Le tribunal de première instance de Tunis a tenu, lundi 11 mai 2026, une première audience consacrée aux procédures visant la dissolution des associations Al Khatt et Mnemty. L’examen du dossier a finalement été reporté au 1er juin 2026.
Cette affaire, suivie de près par de nombreux acteurs de la société civile, intervient dans un contexte de durcissement des contrôles administratifs et judiciaires exercés contre plusieurs organisations indépendantes en Tunisie.
La procédure visant Al Khatt concerne indirectement le média d’investigation Inkyfada, édité par l’association depuis 2014. Fondée en décembre 2013 conformément au décret-loi 88 relatif aux associations, Al Khatt affirme avoir développé des activités d’intérêt public dans les domaines de l’éducation aux médias, du soutien au journalisme indépendant et de l’accompagnement des organisations de la société civile. L’association est également à l’origine du projet « Jaridaty ».

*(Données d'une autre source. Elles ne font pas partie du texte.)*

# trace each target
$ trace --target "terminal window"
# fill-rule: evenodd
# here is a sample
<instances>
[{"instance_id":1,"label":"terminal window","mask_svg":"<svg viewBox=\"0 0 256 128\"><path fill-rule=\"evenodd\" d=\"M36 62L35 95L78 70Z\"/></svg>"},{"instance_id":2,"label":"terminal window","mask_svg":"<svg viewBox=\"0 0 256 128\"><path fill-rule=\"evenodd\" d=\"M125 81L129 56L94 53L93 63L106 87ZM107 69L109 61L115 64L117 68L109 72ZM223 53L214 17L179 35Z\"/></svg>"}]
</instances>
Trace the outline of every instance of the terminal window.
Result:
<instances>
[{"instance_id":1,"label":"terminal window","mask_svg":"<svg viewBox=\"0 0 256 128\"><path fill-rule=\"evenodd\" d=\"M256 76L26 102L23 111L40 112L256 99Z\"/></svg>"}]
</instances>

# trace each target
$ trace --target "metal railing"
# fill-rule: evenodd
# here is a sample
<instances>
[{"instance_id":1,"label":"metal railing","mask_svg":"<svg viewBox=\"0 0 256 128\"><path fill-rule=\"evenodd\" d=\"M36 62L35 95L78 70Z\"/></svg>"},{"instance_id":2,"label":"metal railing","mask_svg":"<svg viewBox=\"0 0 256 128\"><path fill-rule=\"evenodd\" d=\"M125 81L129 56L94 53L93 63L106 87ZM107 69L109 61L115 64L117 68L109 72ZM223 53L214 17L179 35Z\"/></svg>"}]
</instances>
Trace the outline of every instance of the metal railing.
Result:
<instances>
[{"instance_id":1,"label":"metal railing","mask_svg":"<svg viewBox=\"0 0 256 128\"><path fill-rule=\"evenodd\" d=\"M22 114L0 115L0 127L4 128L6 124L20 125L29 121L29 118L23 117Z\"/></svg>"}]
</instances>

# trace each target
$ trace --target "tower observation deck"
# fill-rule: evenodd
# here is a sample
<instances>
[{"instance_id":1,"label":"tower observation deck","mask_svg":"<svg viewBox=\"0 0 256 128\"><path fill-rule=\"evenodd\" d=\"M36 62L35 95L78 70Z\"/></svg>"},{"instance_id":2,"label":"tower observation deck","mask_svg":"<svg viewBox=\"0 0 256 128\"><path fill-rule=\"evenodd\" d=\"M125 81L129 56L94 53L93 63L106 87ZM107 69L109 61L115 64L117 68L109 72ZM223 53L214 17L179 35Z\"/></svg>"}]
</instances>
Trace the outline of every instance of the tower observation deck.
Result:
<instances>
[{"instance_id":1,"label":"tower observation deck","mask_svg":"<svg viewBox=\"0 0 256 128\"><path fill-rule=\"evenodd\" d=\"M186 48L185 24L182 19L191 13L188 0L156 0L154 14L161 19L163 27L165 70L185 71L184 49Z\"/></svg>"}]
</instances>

Dans un communiqué publié le 21 avril 2026 l’organisation expliquait faire face, depuis la fin de l’année 2023, à une succession de mesures bancaires, administratives et judiciaires. Elle avait assuré également avoir répondu à l’ensemble des demandes des autorités en transmettant les documents requis et en exerçant les recours prévus par la loi, mais ces contrôles se seraient progressivement transformés en mécanismes de pression affectant directement son fonctionnement.
L’association avait évoqué notamment des blocages répétés de financements pendant plusieurs mois, des procédures administratives lourdes ainsi que des entraves à certaines opérations financières pourtant déclarées et documentées.
Cette procédure intervient alors que le cadre juridique régissant les associations fait actuellement l’objet d’un débat à l’Assemblée des représentants du peuple.
Plusieurs responsables politiques et intervenants ont récemment plaidé pour une révision du décret-loi 88 de 2011, notamment en ce qui concerne les financements étrangers des ONG et les mécanismes de contrôle financier.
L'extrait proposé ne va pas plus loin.